Wheels and tires are the other more obvious components abused in gravity riding, and are also areas where Nigel possesses some secrets. This includes a dual air chamber system he developed in 2009, the details of which he keeps to himself. “Do you know how many flat tires Stevie [Smith] has had since I started working for him?” he asks. “One. And on that one he cut through the tread and into the rim. Pretty much anytime Stevie’s on the podium he flats, but the setup will always get him down.”
The most striking images of Reeve’s work are the riders’ shiny bikes barreling down the trail, lofting through the air or plowing through mud. Yet the mechanic’s touch is most visible the closer you look—and sometimes it’s there in what you don’t see. “One day I was thinking, ‘What if there’s a nonstick tape you could use to put on the downtube so all the mud would fall off?’” he says. “So I Googled it and found the right stuff. There are cool little solutions like that.”

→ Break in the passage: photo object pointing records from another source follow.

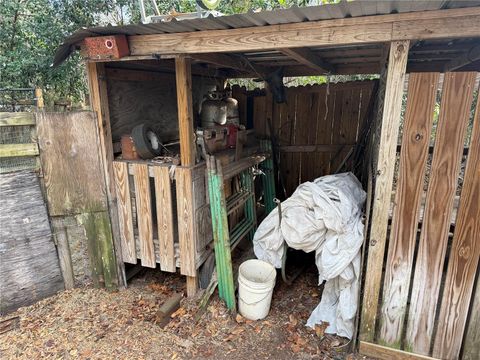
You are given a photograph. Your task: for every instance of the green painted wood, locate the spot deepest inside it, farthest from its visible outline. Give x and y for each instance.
(221, 236)
(268, 180)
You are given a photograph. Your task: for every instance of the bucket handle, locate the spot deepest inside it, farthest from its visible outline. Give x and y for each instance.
(255, 302)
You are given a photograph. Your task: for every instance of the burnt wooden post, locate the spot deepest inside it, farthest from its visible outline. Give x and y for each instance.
(186, 228)
(397, 63)
(99, 103)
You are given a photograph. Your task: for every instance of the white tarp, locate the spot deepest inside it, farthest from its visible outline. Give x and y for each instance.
(324, 216)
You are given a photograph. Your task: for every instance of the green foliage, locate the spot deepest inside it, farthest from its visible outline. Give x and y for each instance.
(31, 31)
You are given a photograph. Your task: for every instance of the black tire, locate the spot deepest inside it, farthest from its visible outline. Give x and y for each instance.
(141, 138)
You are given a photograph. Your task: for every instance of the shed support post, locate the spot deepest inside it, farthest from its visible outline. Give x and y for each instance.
(99, 103)
(384, 172)
(183, 74)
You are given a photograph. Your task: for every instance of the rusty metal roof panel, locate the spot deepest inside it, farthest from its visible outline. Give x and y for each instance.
(252, 19)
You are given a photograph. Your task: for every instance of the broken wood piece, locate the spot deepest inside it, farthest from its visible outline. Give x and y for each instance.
(168, 308)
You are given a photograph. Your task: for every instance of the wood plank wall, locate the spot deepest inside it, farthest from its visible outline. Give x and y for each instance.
(426, 305)
(315, 129)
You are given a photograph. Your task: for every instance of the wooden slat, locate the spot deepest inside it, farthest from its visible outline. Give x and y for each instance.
(368, 29)
(144, 214)
(471, 346)
(387, 353)
(452, 123)
(422, 91)
(183, 72)
(465, 253)
(125, 216)
(186, 225)
(71, 163)
(14, 150)
(16, 119)
(163, 194)
(383, 184)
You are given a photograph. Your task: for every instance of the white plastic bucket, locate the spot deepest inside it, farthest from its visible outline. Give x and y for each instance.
(256, 280)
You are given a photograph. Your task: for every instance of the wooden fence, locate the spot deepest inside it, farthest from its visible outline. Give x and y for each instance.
(315, 130)
(430, 266)
(159, 217)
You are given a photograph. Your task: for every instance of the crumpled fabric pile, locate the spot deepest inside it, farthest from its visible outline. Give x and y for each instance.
(324, 216)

While many of these tricks are of Nigel’s own creation, he’s not afraid to take advice from others. Earlier in the pits I noticed a small bit of Velcro stuck to the inside of the chain guide on Stevie’s bike. “It’s just stick-on Velcro that’s torched with a cigarette lighter,” he says. “That’s not actually my idea; it was Christian Schandl from MS Racing. I’m always the first to copy a great idea. You want to have the quietest bike on the track, and it can be embarrassing if your bike is going ‘clank kla clank clank.’”

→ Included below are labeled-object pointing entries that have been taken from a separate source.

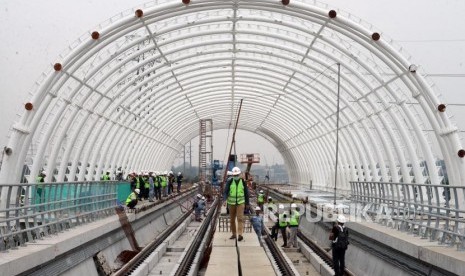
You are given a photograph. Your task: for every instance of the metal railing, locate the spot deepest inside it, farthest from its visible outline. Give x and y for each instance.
(435, 212)
(33, 211)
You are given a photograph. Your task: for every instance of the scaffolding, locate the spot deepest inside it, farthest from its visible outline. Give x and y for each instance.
(205, 149)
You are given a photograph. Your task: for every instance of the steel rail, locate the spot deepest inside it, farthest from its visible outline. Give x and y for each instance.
(384, 252)
(152, 246)
(186, 263)
(278, 256)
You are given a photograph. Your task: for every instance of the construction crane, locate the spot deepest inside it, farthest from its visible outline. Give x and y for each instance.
(249, 159)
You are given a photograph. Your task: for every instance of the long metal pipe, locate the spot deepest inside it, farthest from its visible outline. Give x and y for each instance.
(232, 144)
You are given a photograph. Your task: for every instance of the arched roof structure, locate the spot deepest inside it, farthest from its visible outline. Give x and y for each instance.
(131, 93)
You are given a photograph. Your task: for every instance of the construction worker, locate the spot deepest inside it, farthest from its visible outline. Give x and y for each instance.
(257, 223)
(282, 223)
(131, 201)
(179, 181)
(146, 186)
(106, 176)
(164, 183)
(293, 225)
(40, 186)
(261, 199)
(199, 207)
(157, 186)
(236, 195)
(141, 186)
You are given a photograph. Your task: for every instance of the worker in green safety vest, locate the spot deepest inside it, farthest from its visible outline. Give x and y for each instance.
(282, 223)
(40, 186)
(164, 183)
(157, 185)
(106, 176)
(260, 199)
(236, 195)
(293, 225)
(131, 201)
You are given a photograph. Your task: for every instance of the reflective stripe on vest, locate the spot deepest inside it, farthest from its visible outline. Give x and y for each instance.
(146, 183)
(40, 181)
(294, 221)
(131, 197)
(282, 221)
(163, 181)
(236, 193)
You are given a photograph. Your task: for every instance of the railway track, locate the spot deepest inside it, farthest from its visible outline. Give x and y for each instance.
(382, 251)
(189, 256)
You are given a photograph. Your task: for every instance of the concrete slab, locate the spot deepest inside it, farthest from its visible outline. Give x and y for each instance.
(223, 261)
(250, 239)
(221, 239)
(254, 261)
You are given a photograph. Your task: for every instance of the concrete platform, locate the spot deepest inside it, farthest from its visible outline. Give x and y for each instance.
(223, 261)
(225, 258)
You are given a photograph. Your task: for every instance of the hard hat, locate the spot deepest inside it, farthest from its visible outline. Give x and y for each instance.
(341, 219)
(236, 171)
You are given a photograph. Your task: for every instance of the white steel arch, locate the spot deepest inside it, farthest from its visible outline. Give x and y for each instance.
(130, 94)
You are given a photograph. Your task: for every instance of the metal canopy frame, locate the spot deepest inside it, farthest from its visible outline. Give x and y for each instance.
(130, 94)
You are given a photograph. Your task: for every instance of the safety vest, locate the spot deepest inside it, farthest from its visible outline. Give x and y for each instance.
(131, 197)
(146, 183)
(163, 181)
(40, 180)
(236, 193)
(282, 221)
(137, 183)
(294, 221)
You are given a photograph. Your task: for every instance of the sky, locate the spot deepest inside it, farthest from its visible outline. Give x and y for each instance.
(34, 33)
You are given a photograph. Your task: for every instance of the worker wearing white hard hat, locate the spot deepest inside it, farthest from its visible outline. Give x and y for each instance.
(236, 195)
(199, 206)
(179, 179)
(40, 186)
(339, 235)
(293, 225)
(283, 219)
(257, 223)
(131, 200)
(261, 199)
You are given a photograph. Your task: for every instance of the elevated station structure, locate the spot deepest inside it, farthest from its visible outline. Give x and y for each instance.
(130, 94)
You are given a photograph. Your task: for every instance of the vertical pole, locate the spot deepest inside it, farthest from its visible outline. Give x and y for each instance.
(233, 141)
(337, 129)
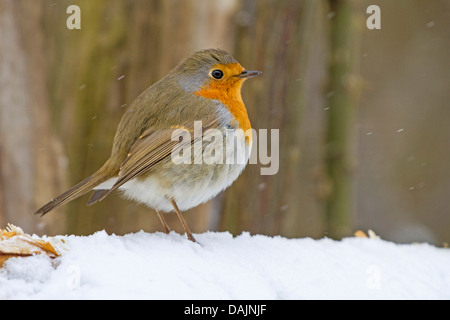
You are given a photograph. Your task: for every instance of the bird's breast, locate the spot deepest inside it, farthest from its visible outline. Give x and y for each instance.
(230, 97)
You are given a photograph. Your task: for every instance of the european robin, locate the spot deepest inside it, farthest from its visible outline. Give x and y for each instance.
(204, 87)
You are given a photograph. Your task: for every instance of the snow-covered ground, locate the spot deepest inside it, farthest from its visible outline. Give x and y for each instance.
(159, 266)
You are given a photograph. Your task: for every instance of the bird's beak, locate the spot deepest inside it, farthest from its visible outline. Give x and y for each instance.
(248, 74)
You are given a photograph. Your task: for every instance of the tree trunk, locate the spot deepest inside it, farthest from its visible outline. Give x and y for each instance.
(341, 112)
(30, 170)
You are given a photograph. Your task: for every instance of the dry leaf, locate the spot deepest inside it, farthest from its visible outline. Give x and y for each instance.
(370, 234)
(360, 234)
(15, 243)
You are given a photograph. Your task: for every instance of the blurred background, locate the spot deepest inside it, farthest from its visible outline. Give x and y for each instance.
(364, 115)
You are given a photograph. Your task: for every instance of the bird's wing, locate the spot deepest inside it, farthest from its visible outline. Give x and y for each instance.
(152, 147)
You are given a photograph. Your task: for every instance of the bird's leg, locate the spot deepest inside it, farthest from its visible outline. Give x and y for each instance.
(183, 222)
(163, 221)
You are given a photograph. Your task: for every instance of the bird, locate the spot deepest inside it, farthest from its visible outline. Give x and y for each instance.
(205, 88)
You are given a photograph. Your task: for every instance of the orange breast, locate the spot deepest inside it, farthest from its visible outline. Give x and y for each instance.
(228, 92)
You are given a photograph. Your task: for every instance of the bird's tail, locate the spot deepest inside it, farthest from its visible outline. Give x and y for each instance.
(76, 191)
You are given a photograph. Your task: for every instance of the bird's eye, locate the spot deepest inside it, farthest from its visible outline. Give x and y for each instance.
(217, 74)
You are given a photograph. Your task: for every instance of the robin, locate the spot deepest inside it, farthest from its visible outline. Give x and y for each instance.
(204, 87)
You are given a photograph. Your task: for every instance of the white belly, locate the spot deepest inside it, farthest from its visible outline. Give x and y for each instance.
(203, 182)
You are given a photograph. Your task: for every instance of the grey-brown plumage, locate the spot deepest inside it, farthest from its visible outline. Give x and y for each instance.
(140, 156)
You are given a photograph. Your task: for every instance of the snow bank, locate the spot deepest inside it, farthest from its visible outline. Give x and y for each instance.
(159, 266)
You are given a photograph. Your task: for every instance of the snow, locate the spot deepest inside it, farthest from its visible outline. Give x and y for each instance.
(158, 266)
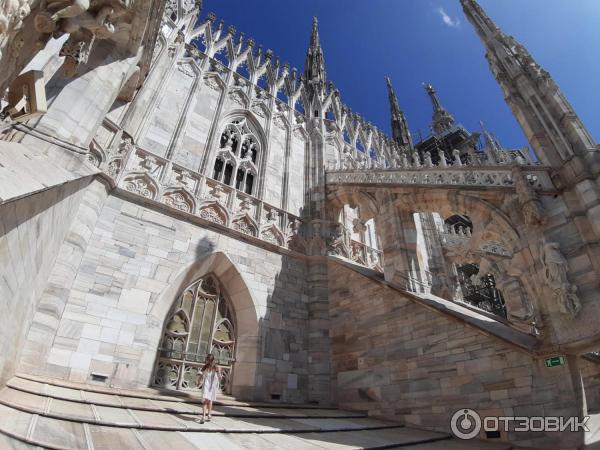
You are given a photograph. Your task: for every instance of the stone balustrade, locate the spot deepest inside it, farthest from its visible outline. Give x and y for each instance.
(500, 176)
(142, 173)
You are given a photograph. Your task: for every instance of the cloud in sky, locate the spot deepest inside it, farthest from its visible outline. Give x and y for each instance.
(454, 23)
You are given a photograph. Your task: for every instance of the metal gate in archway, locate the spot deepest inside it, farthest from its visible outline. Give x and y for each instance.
(200, 322)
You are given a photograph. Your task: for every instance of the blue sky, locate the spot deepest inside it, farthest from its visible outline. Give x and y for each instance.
(414, 41)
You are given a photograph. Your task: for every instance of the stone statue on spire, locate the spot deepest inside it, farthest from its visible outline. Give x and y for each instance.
(442, 120)
(314, 66)
(400, 131)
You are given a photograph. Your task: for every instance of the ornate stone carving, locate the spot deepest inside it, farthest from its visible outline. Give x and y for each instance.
(178, 200)
(114, 167)
(244, 225)
(212, 83)
(269, 235)
(532, 209)
(280, 123)
(211, 214)
(141, 186)
(258, 108)
(12, 13)
(187, 70)
(436, 176)
(237, 98)
(338, 242)
(84, 21)
(76, 52)
(555, 274)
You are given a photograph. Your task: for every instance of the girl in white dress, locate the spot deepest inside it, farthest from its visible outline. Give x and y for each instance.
(212, 375)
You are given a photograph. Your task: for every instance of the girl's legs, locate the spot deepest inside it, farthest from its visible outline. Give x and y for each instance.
(204, 403)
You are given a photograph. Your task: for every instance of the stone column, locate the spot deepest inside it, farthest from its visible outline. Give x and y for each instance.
(433, 266)
(399, 245)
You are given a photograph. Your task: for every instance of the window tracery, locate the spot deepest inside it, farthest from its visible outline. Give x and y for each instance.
(237, 160)
(200, 323)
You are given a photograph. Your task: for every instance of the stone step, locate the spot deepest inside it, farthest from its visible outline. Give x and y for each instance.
(21, 394)
(266, 421)
(73, 391)
(39, 413)
(27, 431)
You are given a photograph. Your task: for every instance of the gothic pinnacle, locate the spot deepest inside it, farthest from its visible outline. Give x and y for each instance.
(442, 120)
(314, 67)
(400, 131)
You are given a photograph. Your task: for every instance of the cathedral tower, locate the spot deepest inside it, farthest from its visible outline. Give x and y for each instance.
(400, 131)
(548, 120)
(314, 66)
(442, 120)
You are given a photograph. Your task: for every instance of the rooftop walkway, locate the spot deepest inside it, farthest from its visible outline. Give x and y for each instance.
(50, 414)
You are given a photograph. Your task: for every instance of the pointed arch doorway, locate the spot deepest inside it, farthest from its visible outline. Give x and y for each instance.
(201, 322)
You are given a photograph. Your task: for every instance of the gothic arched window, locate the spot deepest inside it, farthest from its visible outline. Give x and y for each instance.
(200, 322)
(237, 160)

Nigel’s attention to detail reaches past the practical; aesthetics can contribute to the mind game in less obvious ways. “There are some things I do purely to give Stevie confidence in my work,” he says. “His bike doesn’t have to be that clean, but when he shows up and there’s this brand-new-looking bike, it must be pretty nice.”
So what are the difficulties in mountain bike maintenance, according to Reeve? “I remember hearing a quote from [John] Tomac’s mechanic back in the day about what the hardest thing was and he said, ‘It’s getting all the stupid, lightweight shit to work properly,’” Reeve says. “We always have a certain amount of prototype or preproduction components and maybe just stuff that has inherent faults, so it’s overcoming that. Most of the time, we’re still obligated to use it, so it’s up to me to make it work.”
It might seem like an influential mechanic such as Nigel would be involved in the research and development side of things, but there’s often a separation between what’s happening in the pits and what’s happening on the computer screen in the design department. “At the end of the day, I’m just a bike mechanic,” he says. “It doesn’t go down very well if I walk into an R&D office in a pair of flip-flops and say something to a design engineer about his little baby.”
However, the realms of research and development and trail testing need to work in unison to create innovative bike parts. “A few years down the track working with the same people you do start to get somewhere, but it definitely takes a period of time for people to realize that you’re not just some punk off the street,” he says. “I’ve seen some of my ideas—the ones I’ve given to companies—go straight into production. To be honest, a ‘thanks’ would suffice, but with bigger companies you have people trying to take things as their own idea. I’ve learned to not give my ideas out so freely.”
The wrench has taken Nigel on a long tour beyond the trails he eagerly stared at from those university windows. He bases himself in Morzine during race season, central to all the European races and one of the best riding areas in the world, but still spends the off-season back in Auz. It’s a path that allows him to “live the pro life a bit,” but just as a professional racer’s career is limited by age and health, how long can a mechanic’s hands keep going? “I think working on bikes is harder to get out of than to get in, because if you’ve done it for a number of years, your life becomes arranged around this really weird lifestyle,” he says. “I thought about quitting for a few years. But I’m still here.”